Des précédents terribles ont pourtant démontré très concrètement la portée désastreuse du recours à de telles instances juridiques privées, sur la gestion du bien public. Le sénateur, Fabien Gay, rapporteur du texte sur le CETA pour le groupe communiste, invoque ainsi la plainte déposée en 2010 devant une telle juridiction par le groupe cigarettier suisse Philip Morris, contre la politique que s’était employé à mettre en œuvre le gouvernement uruguayen pour traiter le fléau du tabagisme. Le groupe suisse, premier producteur de cigarettes au monde et propriétaire de la célèbre marque Marlboro, s’appuyait sur le règlement des différends d’un traité bilatéral d’investissement, signé par la Suisse et l’Uruguay, pour plaider les pertes subies à cause d’une telle politique publique. Le groupe aura pu ainsi faire différer pendant six ans, le temps d’une longue bataille judiciaire, les mesures de santé publique envisagées par les autorités uruguayennes.

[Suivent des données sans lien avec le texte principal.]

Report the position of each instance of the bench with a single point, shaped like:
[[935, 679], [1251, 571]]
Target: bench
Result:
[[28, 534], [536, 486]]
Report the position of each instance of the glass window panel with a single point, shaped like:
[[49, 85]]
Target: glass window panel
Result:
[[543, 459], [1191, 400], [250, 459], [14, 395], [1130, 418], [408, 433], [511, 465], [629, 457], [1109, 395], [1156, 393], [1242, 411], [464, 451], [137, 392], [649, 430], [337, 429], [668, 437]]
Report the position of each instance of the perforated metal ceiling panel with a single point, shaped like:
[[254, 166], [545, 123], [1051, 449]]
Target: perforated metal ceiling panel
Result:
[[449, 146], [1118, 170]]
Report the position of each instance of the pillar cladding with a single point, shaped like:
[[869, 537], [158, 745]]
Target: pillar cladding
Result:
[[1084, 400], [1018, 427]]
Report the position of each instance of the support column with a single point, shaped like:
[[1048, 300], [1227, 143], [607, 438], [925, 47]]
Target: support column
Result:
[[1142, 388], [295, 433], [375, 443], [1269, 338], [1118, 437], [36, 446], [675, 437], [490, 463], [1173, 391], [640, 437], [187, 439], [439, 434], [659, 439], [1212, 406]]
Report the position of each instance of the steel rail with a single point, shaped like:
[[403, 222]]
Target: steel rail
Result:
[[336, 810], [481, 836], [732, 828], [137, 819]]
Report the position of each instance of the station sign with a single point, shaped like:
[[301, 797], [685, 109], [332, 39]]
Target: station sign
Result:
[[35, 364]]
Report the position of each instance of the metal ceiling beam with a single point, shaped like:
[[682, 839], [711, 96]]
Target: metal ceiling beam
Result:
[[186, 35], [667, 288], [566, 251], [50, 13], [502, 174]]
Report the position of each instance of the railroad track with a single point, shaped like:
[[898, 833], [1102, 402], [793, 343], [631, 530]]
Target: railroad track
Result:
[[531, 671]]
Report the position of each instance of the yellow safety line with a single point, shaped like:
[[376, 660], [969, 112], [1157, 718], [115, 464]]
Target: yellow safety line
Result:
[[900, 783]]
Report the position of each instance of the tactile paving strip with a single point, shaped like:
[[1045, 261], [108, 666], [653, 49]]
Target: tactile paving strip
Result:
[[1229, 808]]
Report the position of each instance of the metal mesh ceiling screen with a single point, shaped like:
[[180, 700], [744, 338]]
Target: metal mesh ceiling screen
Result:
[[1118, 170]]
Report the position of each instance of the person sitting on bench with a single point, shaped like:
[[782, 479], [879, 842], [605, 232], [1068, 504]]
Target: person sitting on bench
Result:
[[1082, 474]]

Le forcing déployé par Ursula Von der Leyen et Emmanuel Macron pour faire ratifier, coûte que coûte, le CETA, s’explique aussi, au moins depuis 2022 et le déclenchement de la guerre en Ukraine, par des considérations géostratégiques. L’Europe et singulièrement l’Allemagne qui s’est vu couper, au sens propre, les robinets du gaz russe bon marché, est à la recherche d’autre fournisseurs. Le Canada avec ses gaz de schiste et autres hydrocarbures bitumineux apparaît comme un des relais de « l’économie de guerre » que cherchent à mettre en place Emmanuel Macron, le chancelier Olaf Scholz et la commission européenne. Sans sourciller là encore sur les conséquences environnementales accablantes de l’exploitation de ce type de combustibles fossiles.
[1] « Coup de pistolet sur le CETA », chronique de Patrick Le Hyaric, L’Humanité du 21 mars 2024.